‘Passengers’ takes a nose dive

Andrew Shermoen

“Passengers” is probably one of the most difficult movies of the year to review. It isn’t a complex movie by any means, utilizing a fairly common arc structure found in romantic comedies but adding a science-fiction flair to it. “Passengers” is unique in the sense that a couple brought together by a fatal flaw in their relationship is placed in the unique backdrop of isolation on a spacecraft. The film is packed with stylized beauty, charismatic and loveable performances, but its story features a betrayal so disgusting and saddening that the rest of the film feels unbelievable.

The starship Avalon is traveling through the cosmos to a planet named Homestead II. The ship carries passengers to this new planet after Earth has become overpopulated. The trip to this new planet takes over a century, so passengers and crew are placed in a long-term sleep that keeps them healthy and youthful. When Jim Preston’s (Chris Pratt) sleep-pod malfunctions he realizes that he will never make it to his new home and that he will be alone the entire trip. Soon he discovers a young woman named Aurora (Jennifer Lawrence) asleep in her pod. In an act of desperation he forces her pod to malfunction and lies about it. The two find they have much in common and a blossoming romance soon begins. The treachery hiding beneath their love will certainly dire consequences for them both.

The charisma between Pratt and Lawrence is fantastic in this movie. Both of their characters exude charm due to their wonderful and funny performances. The characters certainly don’t feel unique compared to other roles the two actors have played, but the film proves that they share the screen perfectly. Lawrence’s portrayal of Aurora transforms a damsel in distress into a strong and multi-faceted character. Sadly, that emotional and witty character is thrown out the window to further the plot surrounding her love of Jim Preston. Pratt is his usual wise-cracking and funny self but there is a broken spirit to the character of Preston that Pratt has never really captured before. Despite how absolutely pathetic his character is and that his act of forcing Aurora out of stasis is irredeemable, he still comes across as funny and charming because of Pratt’s style.

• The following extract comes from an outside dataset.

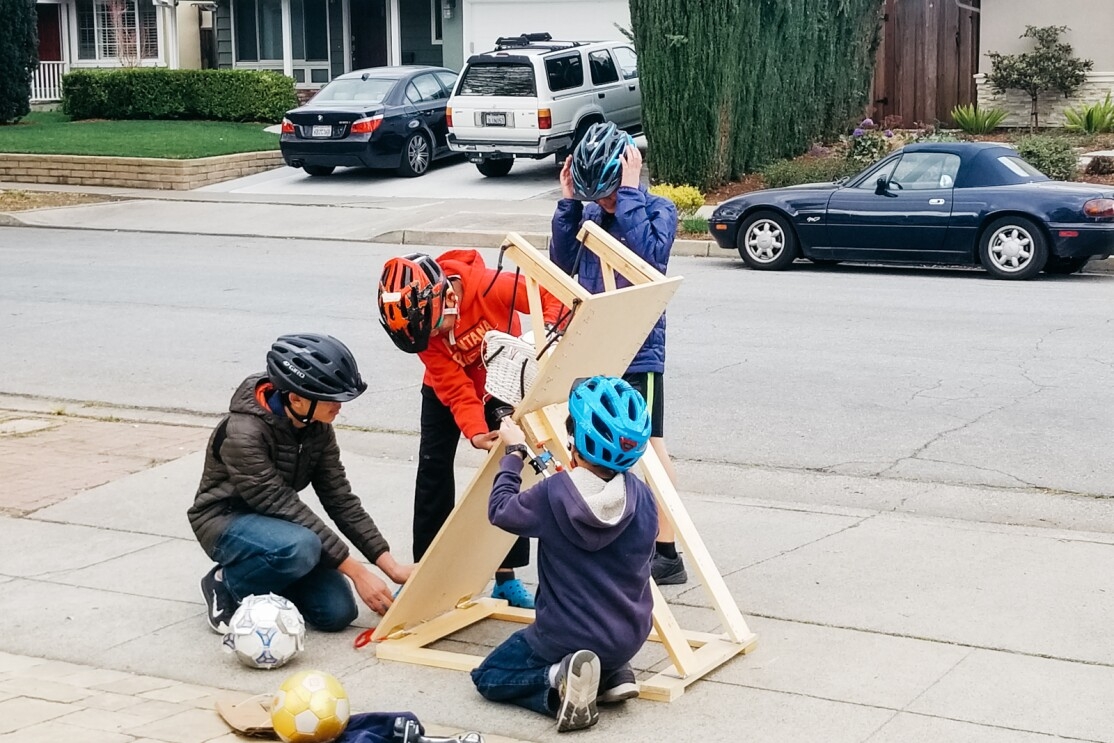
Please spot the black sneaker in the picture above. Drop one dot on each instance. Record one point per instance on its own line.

Still, Pratt’s performance is not enough to forgive Jim of his actions. One can see how Jim’s loneliness was so overpowering that he would do something so horrid to Aurora, but it doesn’t excuse his behavior. The film goes to great lengths to prove that Jim is forgivable and selfless, but it’s hard to find a moment to forgive him after what he’s done to her. We’re supposed to assume that the love between Jim and Aurora is pure and beautiful, but its inception came from a cruel act at the hand of a selfish person. The film dances on ideas that what Jim did was wrong, but he’s always supposed to be a hero. Never a cruel anti-hero who did a bad thing, but someone to be pitied.

Because of this, the film feels tonally flawed. While the charisma between its main duo is wonderful and the sleek design of the Avalon is beautiful, but the tone of the film is structured poorly and it is hard to promote a film with a central love-story this disfigured. Let’s hope that Lawrence and Pratt can appear in a movie more suited to their talents and their chemistry soon enough.